First off lets talk about truth versus fact.  

Many of us think that the truth would be easy to recognize. Undebatable.  Actually the truth is more like one of those shape-shifting aliens in the X files. It somehow manages to be a whole bunch of different things —  even opposite things — at exactly the same time.

To me, and for tonight, for all of you, here are my definitions:

A fact is something easily verifiable and agreed to by 99.9% of humanity. 

A truth can be a perceived fact seen thru a lens.  What may be a truth to me, may be far from a truth to you.  A truth is a deep, heartfelt belief.  A truth can be formed by your life experiences.  A persons truth is as unique as a person.  

In short, a person is the collection of all their truths. This is your authentic self, your true home.  When you are living according to your collection of truths, you are at peace with yourself. Maybe not with others, but defiantly with yourself. 

So now let’s talk about living our truths.  First, let’s talk about what if we lived in the perfect world.  In this world we are strong and confident.  A world without consequences.  A world where your could actively live your authentic life 100% of the time.

Even here, it takes strength and courage to admit the truth and even more to live it.  Or said another way, to live your authentic life means to live with personal integrity.

‘Simply put, Integrity is telling myself my truth, and then living it.

When you are living your authentic life, living your truths, you are expressing love for yourself.  You are treating yourself with respect and love.  Something we don’t do enough of in our daily lives.

Always remember, loving others is a choice but loving yourself is a responsibility.  Our primary responsibility.  Act in a way that your authentic self approves of.  Act in a loving way to yourself and your truths. 

Living your truth is healing. Not living your truth is divisive.  Not just to others, but also yourself.  Most lies hurt you much more than they hurt others.  They internally divide you.  Every additional lie fractures your soul further.  Eventually, it becomes impossible to keep track of the lies and to hold together all the shattered pieces of your soul. The truth is much easier to keep track of.  Even if it is more painful to admit in the moment.

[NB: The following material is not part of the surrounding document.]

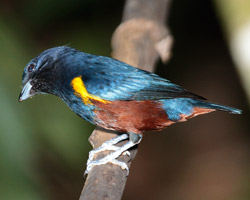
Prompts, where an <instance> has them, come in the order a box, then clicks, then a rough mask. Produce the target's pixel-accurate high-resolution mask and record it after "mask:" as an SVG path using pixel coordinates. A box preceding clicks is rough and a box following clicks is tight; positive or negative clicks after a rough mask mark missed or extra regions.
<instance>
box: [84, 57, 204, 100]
mask: <svg viewBox="0 0 250 200" xmlns="http://www.w3.org/2000/svg"><path fill="white" fill-rule="evenodd" d="M87 55H88V54H87ZM85 65H87V67H86V68H85V69H84V67H83V72H82V73H81V74H82V78H83V81H84V83H85V86H86V88H87V90H88V92H89V93H91V94H93V95H96V96H98V97H100V98H102V99H105V100H110V101H118V100H126V101H129V100H137V101H142V100H160V99H171V98H180V97H184V98H194V99H203V100H204V98H203V97H200V96H198V95H195V94H193V93H191V92H188V91H187V90H185V89H183V88H181V87H180V86H179V85H176V84H174V83H171V82H170V81H168V80H166V79H163V78H161V77H159V76H158V75H156V74H153V73H150V72H147V71H143V70H140V69H138V68H135V67H132V66H130V65H128V64H125V63H123V62H120V61H118V60H115V59H112V58H108V57H103V56H92V55H88V62H87V63H85Z"/></svg>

All that said, we do not live in a perfect world.  But how do we fit our authentic self into a divisive world?  We must recognize that, while being honest and truth telling to yourself is good, it is also not going to work out perfectly in the imperfect world that we live in.  

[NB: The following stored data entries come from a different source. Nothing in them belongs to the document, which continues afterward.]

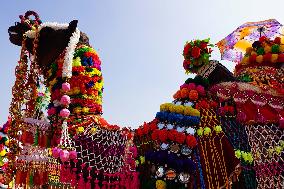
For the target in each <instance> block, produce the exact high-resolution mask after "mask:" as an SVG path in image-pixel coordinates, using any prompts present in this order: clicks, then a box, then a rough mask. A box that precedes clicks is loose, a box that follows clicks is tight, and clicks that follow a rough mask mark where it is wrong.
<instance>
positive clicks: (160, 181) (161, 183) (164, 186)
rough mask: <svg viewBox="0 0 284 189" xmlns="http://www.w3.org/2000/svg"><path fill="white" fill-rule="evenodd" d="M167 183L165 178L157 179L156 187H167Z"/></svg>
mask: <svg viewBox="0 0 284 189" xmlns="http://www.w3.org/2000/svg"><path fill="white" fill-rule="evenodd" d="M166 188H167V185H166V182H165V181H163V180H157V181H156V189H166Z"/></svg>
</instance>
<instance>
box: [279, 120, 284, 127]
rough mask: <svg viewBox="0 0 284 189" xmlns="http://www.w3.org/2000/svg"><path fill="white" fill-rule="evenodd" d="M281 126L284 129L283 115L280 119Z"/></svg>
mask: <svg viewBox="0 0 284 189" xmlns="http://www.w3.org/2000/svg"><path fill="white" fill-rule="evenodd" d="M279 128H280V129H284V118H282V117H281V118H280V120H279Z"/></svg>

Incorporating some known boundaries into your life are necessary.  You do not need to go to the highest hill and scream all your truths to the masses to be truly your authentic self.  There are consequences to being 100% truthful 100% of the time.  To avoid most of these consequences, we must recognize and accept a few boundaries to shield our authentic selves from our imperfect world.  As long as those boundaries are consistent, over time they too will become part of your authentic self.

There are a few, very few people I relax these boundaries around.  But I am quite practiced and can go behind or come out from behind these boundaries quite easily.  Sort of like having my authentic self, and a slightly different other version of my authentic self.

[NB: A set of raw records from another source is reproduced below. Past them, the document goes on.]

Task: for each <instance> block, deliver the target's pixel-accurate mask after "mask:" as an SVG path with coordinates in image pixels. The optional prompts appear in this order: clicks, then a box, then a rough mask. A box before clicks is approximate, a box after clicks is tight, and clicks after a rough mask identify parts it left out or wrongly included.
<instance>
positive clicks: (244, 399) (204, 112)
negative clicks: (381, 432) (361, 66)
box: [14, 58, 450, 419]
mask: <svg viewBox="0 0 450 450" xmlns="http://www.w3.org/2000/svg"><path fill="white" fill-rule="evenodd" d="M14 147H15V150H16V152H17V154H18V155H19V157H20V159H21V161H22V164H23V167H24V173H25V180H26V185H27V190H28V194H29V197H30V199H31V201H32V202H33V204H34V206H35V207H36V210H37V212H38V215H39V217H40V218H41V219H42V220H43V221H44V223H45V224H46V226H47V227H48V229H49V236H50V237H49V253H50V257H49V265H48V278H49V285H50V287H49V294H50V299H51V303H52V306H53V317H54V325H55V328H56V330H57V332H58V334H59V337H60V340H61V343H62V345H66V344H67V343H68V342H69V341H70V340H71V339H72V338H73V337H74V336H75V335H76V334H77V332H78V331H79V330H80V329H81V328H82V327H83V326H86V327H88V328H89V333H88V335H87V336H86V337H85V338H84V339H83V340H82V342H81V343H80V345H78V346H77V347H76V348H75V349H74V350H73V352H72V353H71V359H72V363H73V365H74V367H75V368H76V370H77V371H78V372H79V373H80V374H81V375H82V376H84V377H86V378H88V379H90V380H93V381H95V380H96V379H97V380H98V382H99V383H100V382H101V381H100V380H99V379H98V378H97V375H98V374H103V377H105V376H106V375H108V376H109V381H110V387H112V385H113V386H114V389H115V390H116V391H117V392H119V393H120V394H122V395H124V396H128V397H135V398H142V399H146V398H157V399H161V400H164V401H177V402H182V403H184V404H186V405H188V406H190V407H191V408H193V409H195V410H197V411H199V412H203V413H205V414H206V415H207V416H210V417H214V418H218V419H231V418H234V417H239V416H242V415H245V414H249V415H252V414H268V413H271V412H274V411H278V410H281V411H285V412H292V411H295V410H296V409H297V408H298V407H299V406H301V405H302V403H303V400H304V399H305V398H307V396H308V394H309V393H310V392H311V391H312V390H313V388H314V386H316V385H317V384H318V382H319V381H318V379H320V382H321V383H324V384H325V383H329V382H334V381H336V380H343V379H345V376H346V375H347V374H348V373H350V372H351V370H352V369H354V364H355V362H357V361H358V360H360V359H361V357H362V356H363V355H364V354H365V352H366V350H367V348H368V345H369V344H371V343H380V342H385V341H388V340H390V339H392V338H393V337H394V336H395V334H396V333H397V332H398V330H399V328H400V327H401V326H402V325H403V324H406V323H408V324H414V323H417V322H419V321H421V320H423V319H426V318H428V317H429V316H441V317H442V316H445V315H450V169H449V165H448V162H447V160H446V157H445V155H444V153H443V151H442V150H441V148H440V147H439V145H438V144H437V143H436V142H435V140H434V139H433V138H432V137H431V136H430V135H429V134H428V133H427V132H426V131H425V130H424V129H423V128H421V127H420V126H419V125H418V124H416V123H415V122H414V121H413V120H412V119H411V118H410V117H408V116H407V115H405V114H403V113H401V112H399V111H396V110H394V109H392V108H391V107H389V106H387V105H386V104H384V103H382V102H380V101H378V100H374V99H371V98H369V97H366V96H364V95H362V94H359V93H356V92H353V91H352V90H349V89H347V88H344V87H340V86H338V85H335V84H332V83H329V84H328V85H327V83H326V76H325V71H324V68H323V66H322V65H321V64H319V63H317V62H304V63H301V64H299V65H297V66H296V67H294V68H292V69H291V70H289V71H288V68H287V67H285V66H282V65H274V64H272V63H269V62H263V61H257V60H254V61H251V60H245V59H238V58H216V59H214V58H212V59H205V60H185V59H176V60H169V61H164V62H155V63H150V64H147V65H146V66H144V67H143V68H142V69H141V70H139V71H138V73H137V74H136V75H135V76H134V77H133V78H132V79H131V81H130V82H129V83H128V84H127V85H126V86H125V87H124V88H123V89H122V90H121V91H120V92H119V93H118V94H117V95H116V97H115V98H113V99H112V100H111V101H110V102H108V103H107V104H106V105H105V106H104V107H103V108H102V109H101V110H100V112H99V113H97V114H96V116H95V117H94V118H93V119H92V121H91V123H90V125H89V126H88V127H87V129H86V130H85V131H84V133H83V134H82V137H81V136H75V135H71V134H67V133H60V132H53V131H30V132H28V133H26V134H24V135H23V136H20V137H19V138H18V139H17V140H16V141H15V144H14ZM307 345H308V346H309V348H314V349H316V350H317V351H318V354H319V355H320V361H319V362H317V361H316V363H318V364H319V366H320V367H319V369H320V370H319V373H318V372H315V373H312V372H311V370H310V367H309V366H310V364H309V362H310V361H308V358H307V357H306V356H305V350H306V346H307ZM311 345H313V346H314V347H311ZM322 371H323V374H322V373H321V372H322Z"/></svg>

Our biggest fear is not expressing our truth, but that we will be attacked or belittled because of our truth.  The world is on fire right now.  We are more divided as a nation that we have been in a very long time.  And many are so dug into their positions, that there is no hope for civil discourse.  For many, the line between a person’s truth and a fact, is practically nonexistent. 

Just because a lot of people are saying the same thing loudly over and over, doesn’t mean it’s true.”

Even when the masses are screaching, Don’t bend; don’t water your truths down.  Especially don’t edit your own soul according to what someone else says. 

And when and where it is appropriate, be your authentic self.  Around friends, voice your truths.

You, your authentic self, your truth is in here, not out there.  They do not define who you are, you do.  In here is your home, your safe space, your true identity. Lying, not living your truth, only splinters your soul.  And if your soul is splintered enough, your truth starts to disappear, only to be replaced by a hollow shell of lies.  At this point, it is almost impossible to see your authentic self.

Live your truth, as much as you can.  Erect as few boundaries to your truth as is possible.  Make them small.  Do not be that person that has to constantly wonder if your friends like the real you, or they like the person you seem to be around them.  In the long run, that never works, better to be truthful from the start.  That way you know.

Just remember, the truth, your truth, is in here.